The Turnbull government is right to focus on innovation. But motherhood statements and ignoring the obvious doesn’t equate to focus. Labor Senator Kim Carr explains.
Malcolm Turnbull has discovered a new font. The Abbott-Turnbull Government has discovered some new words. This much we can tell from the new innovation agenda.
But this week’s Mid-year Economic and Fiscal Outlook will expose the myth of the Government’s innovation agenda, which is really just a whole lot of hokey-pokey: putting a bit in, putting back a bit of what was taken out and shaking around the rest.
I do applaud the Government’s realisation that its economic agenda was the fast path to irrelevance, insecurity and inequity. But more is needed to achieve the genuine national progress that every Australian seeks.
Whatever the font, there are some words that ought to be front and centre of any national innovation agenda.
I’ll list them, even if Mr Turnbull will not.
Manufacturing. What could be more pivotal to the success of an innovation agenda than the industries which pay for the training of so many Science, Technology, Engineering, and Mathematics (STEM) workers, invest in so many R&D projects, provide our links into so many global production chains, force us to constantly re-imagine and re-create what we do? And what is the point of a ‘transformation’ that excludes the 900,000 men and women who work in manufacturing, who are entitled to a stake in the future we will need their help to build? Their place in this agenda is under the heading of ‘previous initiatives’. In other words, they’ve been left on the scrapheap of catastrophic Hockey-Abbott ideas. Mr Hockey’s going overseas. So are our manufacturing jobs. It’s time to remind this Government that our factories have to power the ideas.

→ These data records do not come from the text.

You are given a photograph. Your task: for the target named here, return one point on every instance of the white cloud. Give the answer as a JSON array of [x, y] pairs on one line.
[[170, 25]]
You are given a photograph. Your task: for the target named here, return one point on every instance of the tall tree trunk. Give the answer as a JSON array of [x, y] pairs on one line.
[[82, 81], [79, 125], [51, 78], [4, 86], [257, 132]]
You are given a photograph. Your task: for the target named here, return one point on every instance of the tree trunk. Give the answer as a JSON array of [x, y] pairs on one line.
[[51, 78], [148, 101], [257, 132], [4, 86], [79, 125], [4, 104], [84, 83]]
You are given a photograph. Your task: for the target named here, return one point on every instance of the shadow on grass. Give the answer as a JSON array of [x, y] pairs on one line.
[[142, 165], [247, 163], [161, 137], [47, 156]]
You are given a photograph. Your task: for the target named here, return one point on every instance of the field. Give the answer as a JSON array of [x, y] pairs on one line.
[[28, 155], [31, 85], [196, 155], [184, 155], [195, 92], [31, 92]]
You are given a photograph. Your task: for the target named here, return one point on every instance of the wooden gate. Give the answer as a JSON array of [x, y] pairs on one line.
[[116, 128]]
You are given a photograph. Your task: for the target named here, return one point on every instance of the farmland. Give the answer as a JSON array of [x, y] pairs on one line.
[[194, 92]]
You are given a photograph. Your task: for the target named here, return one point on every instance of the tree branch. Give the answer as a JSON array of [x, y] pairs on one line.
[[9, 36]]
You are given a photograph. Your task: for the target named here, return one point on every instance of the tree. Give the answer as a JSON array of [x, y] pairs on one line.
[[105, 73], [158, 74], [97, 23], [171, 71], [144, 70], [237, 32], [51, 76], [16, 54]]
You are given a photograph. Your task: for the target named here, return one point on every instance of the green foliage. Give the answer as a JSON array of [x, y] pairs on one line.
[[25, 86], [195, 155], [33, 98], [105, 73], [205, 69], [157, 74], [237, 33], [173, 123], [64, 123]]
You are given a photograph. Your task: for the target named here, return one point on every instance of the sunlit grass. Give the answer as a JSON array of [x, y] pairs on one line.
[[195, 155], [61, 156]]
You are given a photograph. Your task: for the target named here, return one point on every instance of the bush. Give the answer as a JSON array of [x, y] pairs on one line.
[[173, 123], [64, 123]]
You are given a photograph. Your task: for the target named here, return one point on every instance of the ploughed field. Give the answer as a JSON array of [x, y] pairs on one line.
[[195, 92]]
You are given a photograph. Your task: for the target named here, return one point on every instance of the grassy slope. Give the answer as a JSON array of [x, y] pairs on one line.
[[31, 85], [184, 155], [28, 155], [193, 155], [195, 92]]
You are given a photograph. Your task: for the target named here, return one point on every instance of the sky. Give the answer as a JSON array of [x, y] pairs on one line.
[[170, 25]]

Climate change. Why go to Paris and talk glibly of a ‘technological revolution’ if we don’t intend to be part of it? Why dance around the axe that still hangs over the national programs that underpin investment in renewable energy and clean technologies?
Education. It is admirable to invest in some programs that will extend the opportunities for some students, in some places, to get the decent STEM education that every child deserves. It would be even more admirable to fund schools decently, drop $100,000 degrees, and address the problems ‘The Fixer’ left in his previous role.
The NBN. We do have great potential in the digital economy. We also have a Turnbull patch on a clapped-out conservative approach that will lock out far too many regions and communities from the opportunities ahead. By all means, move government services on line if this will facilitate access for citizens and give local firms the chance to get their innovative technologies up and running through government contracts. But do it fairly and sustainably and we will get a much better result. And recognise that the new economy is bigger than digital, and digital is bigger than startups, and startups are bigger than inner-city entrepreneurs.
Malcolm Turnbull has a habit of avoiding the question and diverting critique. We cannot afford to develop national policy around the personal political sand-traps he’d clearly prefer to avoid.
In too many countries progress under the guise of innovation has profited the few and heightened the isolation and exclusion of those left behind.
That is not our national brand. It is not the Australian way of innovation. We need a national vision, for a national transformation, in which every Australian gets a share in the benefits of change. It ought to be great times – for all.